🤖 AI Summary
Diffusion models exhibit significant variability in sample quality, and existing methods struggle to identify low-quality generations in an unsupervised manner.
Method: We propose the first Bayesian uncertainty estimation framework grounded in semantic likelihood within the latent space—requiring no architectural modification to pretrained diffusion or flow-matching models and enabling zero-shot posterior adaptation. Our approach integrates Laplace approximation, uncertainty calibration, and efficient sampling optimization to define a semantic likelihood over the feature extractor’s latent space, enabling per-sample uncertainty quantification.

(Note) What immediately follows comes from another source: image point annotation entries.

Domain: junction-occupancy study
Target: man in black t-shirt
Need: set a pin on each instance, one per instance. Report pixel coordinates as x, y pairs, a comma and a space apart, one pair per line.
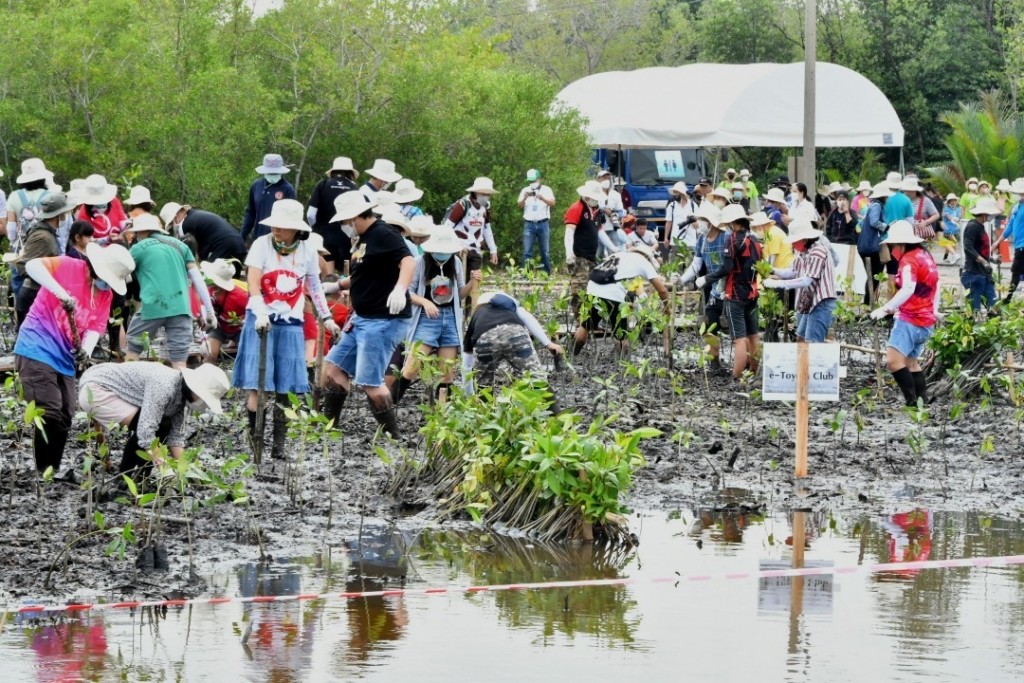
382, 270
340, 179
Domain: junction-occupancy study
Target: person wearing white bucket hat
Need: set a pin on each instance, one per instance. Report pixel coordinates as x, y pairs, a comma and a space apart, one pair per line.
915, 307
340, 179
263, 194
437, 290
165, 267
470, 218
48, 351
382, 271
814, 274
284, 268
229, 299
151, 400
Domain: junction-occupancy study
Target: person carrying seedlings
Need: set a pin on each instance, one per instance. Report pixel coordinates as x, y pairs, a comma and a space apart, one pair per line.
151, 399
709, 257
500, 330
915, 307
607, 285
229, 301
49, 347
165, 267
977, 273
382, 272
740, 254
284, 267
436, 291
814, 274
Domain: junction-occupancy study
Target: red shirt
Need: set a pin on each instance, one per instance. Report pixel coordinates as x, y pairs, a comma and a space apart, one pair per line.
920, 308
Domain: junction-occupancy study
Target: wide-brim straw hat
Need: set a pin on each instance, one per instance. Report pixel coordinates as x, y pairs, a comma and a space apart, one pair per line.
406, 191
221, 272
384, 170
986, 207
95, 190
272, 165
349, 205
802, 229
113, 264
901, 232
880, 191
33, 169
443, 241
342, 164
209, 383
482, 185
287, 214
146, 223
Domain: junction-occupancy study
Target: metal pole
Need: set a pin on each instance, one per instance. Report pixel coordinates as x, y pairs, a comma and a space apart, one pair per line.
810, 58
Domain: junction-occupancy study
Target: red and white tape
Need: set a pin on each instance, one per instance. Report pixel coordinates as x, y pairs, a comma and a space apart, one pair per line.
998, 561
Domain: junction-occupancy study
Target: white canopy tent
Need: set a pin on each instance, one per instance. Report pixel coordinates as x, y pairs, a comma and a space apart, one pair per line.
705, 104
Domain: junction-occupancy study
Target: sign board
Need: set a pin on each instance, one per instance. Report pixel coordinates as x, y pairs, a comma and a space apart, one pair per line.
779, 372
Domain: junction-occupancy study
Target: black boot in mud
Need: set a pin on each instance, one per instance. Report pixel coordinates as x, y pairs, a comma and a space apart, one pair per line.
280, 428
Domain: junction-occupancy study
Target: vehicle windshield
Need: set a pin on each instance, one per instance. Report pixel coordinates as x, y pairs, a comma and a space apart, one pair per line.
664, 167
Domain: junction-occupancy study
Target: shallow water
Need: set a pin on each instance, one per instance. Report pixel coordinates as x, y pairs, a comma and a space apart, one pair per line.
937, 625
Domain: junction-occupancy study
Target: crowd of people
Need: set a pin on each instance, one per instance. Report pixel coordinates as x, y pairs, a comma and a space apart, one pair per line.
356, 288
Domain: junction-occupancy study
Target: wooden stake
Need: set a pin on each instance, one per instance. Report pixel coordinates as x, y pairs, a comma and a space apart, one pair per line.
803, 408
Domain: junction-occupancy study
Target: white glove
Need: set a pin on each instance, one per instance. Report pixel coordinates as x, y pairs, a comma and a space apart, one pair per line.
396, 300
210, 318
333, 328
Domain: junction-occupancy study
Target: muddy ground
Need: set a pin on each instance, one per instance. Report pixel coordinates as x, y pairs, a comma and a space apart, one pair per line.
724, 438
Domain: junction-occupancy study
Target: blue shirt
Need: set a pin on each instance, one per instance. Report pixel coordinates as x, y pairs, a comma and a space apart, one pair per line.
261, 199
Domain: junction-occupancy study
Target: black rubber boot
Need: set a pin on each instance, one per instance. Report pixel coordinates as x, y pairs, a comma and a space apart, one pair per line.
334, 400
399, 388
904, 378
280, 428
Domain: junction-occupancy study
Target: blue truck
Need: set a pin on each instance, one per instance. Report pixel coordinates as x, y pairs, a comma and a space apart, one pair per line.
648, 174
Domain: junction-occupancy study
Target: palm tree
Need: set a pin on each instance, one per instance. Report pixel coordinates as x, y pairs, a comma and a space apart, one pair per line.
986, 141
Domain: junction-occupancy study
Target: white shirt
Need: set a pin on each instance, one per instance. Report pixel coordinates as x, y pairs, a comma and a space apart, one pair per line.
631, 265
534, 209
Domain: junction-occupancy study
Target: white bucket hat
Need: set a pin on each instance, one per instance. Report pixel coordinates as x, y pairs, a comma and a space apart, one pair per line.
146, 223
901, 232
482, 185
138, 195
33, 169
96, 190
986, 207
443, 241
422, 226
384, 170
113, 264
802, 229
272, 165
209, 383
349, 205
220, 271
342, 164
287, 214
406, 191
880, 191
169, 211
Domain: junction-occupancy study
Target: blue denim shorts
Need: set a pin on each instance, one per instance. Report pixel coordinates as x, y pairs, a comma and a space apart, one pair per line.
439, 332
366, 348
908, 339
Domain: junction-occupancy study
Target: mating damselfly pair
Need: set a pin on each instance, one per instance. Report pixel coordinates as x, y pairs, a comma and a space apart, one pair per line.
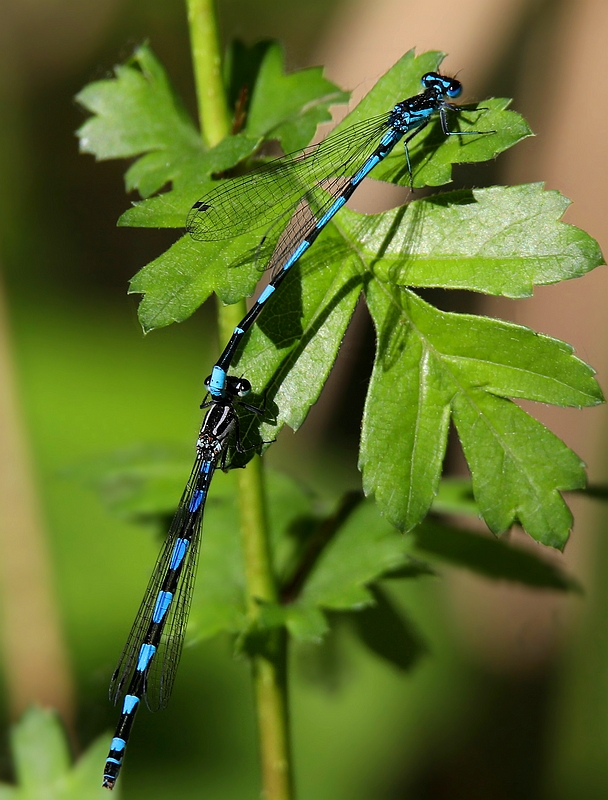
313, 184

Contribution/Results: Evaluated across multiple benchmarks, our method improves low-quality sample detection by over 40% while increasing computational overhead by less than 15%, substantially outperforming existing uncertainty baselines. It provides principled, model-agnostic uncertainty estimates without retraining or fine-tuning.
📝 Abstract
Diffusion models have recently driven significant breakthroughs in generative modeling. While state-of-the-art models produce high-quality samples on average, individual samples can still be low quality. Detecting such samples without human inspection remains a challenging task. To address this, we propose a Bayesian framework for estimating generative uncertainty of synthetic samples. We outline how to make Bayesian inference practical for large, modern generative models and introduce a new semantic likelihood (evaluated in the latent space of a feature extractor) to address the challenges posed by high-dimensional sample spaces. Through our experiments, we demonstrate that the proposed generative uncertainty effectively identifies poor-quality samples and significantly outperforms existing uncertainty-based methods. Notably, our Bayesian framework can be applied post-hoc to any pretrained diffusion or flow matching model (via the Laplace approximation), and we propose simple yet effective techniques to minimize its computational overhead during sampling.